日本の伝統・ヒトの自然科学・現在の国内外情勢・マネジメントなどに関する、ブックレビュー

仏教を一通り学んで。

ここ半年ぐらい、レビューしてきたのは、ほとんど仏教、それも真言密教でした。
現代科学が未だ解き明かすことのできない、ヒトについての様々な問題のヒントを仏教に求めてみたかったからです。

レビューとしては書いていませんが、門外漢の私が仏教を学ぼうとした際に、たまたま読んだのが、ひろさちや氏の書籍でした。その後、ひろさちや氏の書籍を何冊も読んで様々な宗派の思想に触れ、最後に手にとったのが、『ひろさちやの「空海」を読む』でした。この本で初めて真言密教に出会うことになりました。
そして、真言密教と他の宗派との決定的な違いを知り、真言密教にフォーカスして20冊ぐらい読んでレビューしてきました。真言密教と他の周波との違いはいろいろとあるのですが、私が最も気にいたのは、真言密教は「この世」に焦点を当てていることでした(他宗派は「あの世」)。
仏教を信じるか否か、どの宗派を信じるかは個人の自由だと思います。ただ、このブログで取り上げる対象としては、また私自身の関心としては、「あの世」を扱う宗派は全く対象外です。


また、真言密教を学んでいくにつれ、真言密教が東洋思想を凝縮したものであるという解説に触れることができました。東洋思想といっても国家や民族、時代により細分化はできると思いますが、西洋思想との比較においては、その差はあまり大きくないようです。

こうしたことから、経営において真言密教を理解したほうが良い理由が1つ出てきました。
ビジネスのルールや経営手法は凡そ西洋文化から生まれ、MBAホルダーやコンサルタントがそれをそのまま日本企業、日本人に植え付けようとしています。その際に自らが属する東洋思想が如何なるものかを十分理解したうえで導入するのか否かでは結果に大きな差が生まれると思います。
また、グローバル化が叫ばれて久しいですが、どのようにグローバル化するべきかを考えるための材料にもなると思います。


次に、真言密教の成り立ちについても学ぶことがあると思います。密教はあくまでも仏教ですが、伝播先の宗教や文化を否定・批判することなく取り込み、仏教的な意味合いを付加して居場所を与えています。それでいて密教の根幹をなす教えは不変・普遍です。これはキリスト教やイスラム教のような一神教の宗教ではできないことです。

このような成り立ちから、グローバル展開をしている企業の現地化の方法や、M&A後のソフト面の統合の際にヒントをくれると思います。

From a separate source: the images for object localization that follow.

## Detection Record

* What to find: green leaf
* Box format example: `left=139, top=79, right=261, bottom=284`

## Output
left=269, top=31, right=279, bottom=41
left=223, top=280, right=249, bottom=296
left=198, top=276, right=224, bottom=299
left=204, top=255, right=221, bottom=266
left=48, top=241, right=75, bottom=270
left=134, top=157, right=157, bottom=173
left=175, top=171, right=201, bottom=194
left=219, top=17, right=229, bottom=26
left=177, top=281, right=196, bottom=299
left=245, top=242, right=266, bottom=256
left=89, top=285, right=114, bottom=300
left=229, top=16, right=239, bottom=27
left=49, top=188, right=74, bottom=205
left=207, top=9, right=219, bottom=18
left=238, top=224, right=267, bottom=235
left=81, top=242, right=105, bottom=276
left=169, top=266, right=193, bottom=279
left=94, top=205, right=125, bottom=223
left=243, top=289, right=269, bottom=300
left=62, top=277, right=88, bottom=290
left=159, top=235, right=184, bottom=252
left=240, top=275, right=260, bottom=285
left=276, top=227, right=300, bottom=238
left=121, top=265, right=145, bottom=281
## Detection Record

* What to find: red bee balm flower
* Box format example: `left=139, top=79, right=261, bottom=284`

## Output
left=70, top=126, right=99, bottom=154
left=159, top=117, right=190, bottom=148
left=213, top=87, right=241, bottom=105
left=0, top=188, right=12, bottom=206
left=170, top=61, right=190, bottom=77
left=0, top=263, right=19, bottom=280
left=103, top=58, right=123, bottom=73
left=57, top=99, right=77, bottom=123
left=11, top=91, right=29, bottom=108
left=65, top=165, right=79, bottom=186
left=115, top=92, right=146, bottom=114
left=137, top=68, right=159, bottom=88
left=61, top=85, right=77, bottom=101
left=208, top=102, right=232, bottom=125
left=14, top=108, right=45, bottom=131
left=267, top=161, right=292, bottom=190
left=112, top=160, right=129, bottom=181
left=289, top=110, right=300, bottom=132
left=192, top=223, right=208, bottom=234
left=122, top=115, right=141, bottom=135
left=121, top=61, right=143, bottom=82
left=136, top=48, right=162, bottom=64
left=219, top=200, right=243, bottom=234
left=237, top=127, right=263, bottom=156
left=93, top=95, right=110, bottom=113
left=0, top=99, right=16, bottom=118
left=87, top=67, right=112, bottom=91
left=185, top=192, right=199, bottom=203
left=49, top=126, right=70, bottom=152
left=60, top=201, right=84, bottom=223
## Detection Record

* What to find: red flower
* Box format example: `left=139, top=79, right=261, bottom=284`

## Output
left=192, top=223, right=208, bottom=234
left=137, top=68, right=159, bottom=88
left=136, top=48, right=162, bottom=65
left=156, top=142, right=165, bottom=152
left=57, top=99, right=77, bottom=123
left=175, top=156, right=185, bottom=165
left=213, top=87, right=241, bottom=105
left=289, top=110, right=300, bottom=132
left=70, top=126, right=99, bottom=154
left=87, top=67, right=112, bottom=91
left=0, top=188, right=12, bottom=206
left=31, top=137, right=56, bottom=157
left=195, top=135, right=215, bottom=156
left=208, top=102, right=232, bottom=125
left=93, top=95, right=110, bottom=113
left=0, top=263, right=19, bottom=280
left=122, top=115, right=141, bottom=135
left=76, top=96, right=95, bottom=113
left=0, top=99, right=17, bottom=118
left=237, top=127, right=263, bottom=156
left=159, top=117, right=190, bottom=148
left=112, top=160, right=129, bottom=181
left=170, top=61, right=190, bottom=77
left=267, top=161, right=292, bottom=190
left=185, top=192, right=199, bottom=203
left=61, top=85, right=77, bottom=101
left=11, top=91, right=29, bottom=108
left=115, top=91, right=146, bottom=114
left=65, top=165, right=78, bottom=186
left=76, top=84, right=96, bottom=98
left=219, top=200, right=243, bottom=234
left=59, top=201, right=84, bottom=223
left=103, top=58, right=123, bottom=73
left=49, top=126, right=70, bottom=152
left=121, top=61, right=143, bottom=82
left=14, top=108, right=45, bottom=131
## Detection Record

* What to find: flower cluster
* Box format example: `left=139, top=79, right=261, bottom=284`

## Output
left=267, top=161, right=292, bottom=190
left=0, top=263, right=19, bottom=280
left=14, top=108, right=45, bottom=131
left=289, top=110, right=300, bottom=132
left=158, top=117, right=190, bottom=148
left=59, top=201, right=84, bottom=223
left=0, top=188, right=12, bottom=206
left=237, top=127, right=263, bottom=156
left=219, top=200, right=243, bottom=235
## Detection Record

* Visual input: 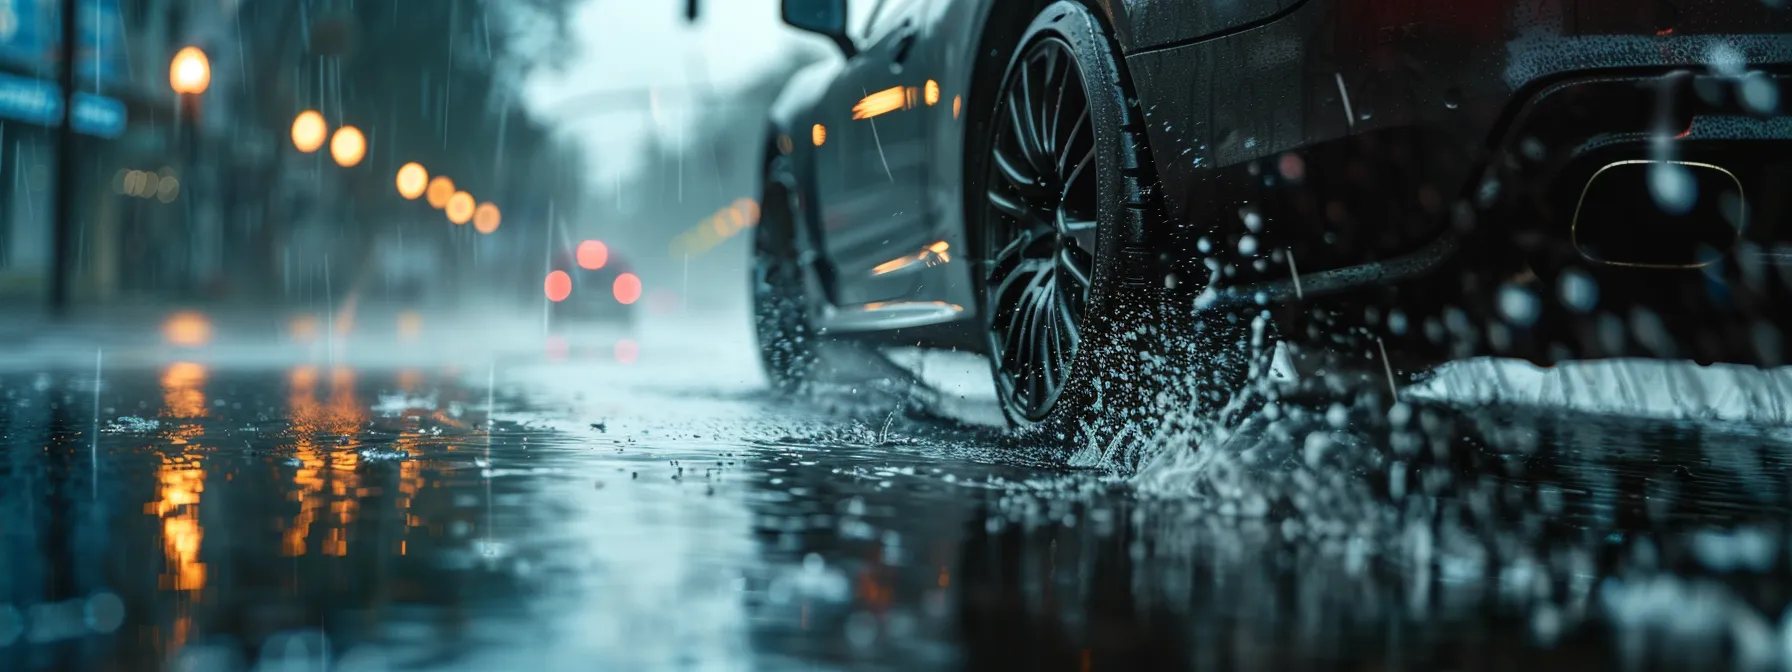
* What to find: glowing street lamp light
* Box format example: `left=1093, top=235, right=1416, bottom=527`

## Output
left=330, top=126, right=366, bottom=167
left=396, top=162, right=428, bottom=199
left=169, top=47, right=211, bottom=95
left=473, top=202, right=501, bottom=234
left=446, top=191, right=475, bottom=224
left=291, top=110, right=328, bottom=153
left=426, top=176, right=455, bottom=209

また、人材マネジメントでもヒントが詰まっていると思います。
例えば、各人には各人の強みがあるので、それを最大限に活かすと共に、弱みもあるので、それを補い合うこと、なとが説かれています。コンピテンシーモデルなどで人を改造しようとして失敗している企業にはうってつけだと思います。また、「五智」や「四摂」など人事評価制度に取り入れたくなるような教えもあります。


更に、環境経営においてもヒントが詰まっています。
「一切衆生」という教えがありますが、これはすべての人間だけでなく、すべての動植物、鉱物、すなわち地球全体、宇宙全体に仏が宿っているというときに使われる言葉です。この言葉を念頭におけば環境経営において何をすべきか、何をしてはいけないか、がみえてくると思います。


もちろん、信じることができる正当な宗教を持っていることは、ストレスがより激しくなる競争社会では心の拠り所になると思います。質の高いセラピストやカウンセラーからのアドバイスを容易に受けることができればよいのですが、日本ではなかなかそのような環境ではありません。


一通り読み終えただけですので、上記程度しか思いつきませんが、読み返しながら更に智慧を授かりたいと思います。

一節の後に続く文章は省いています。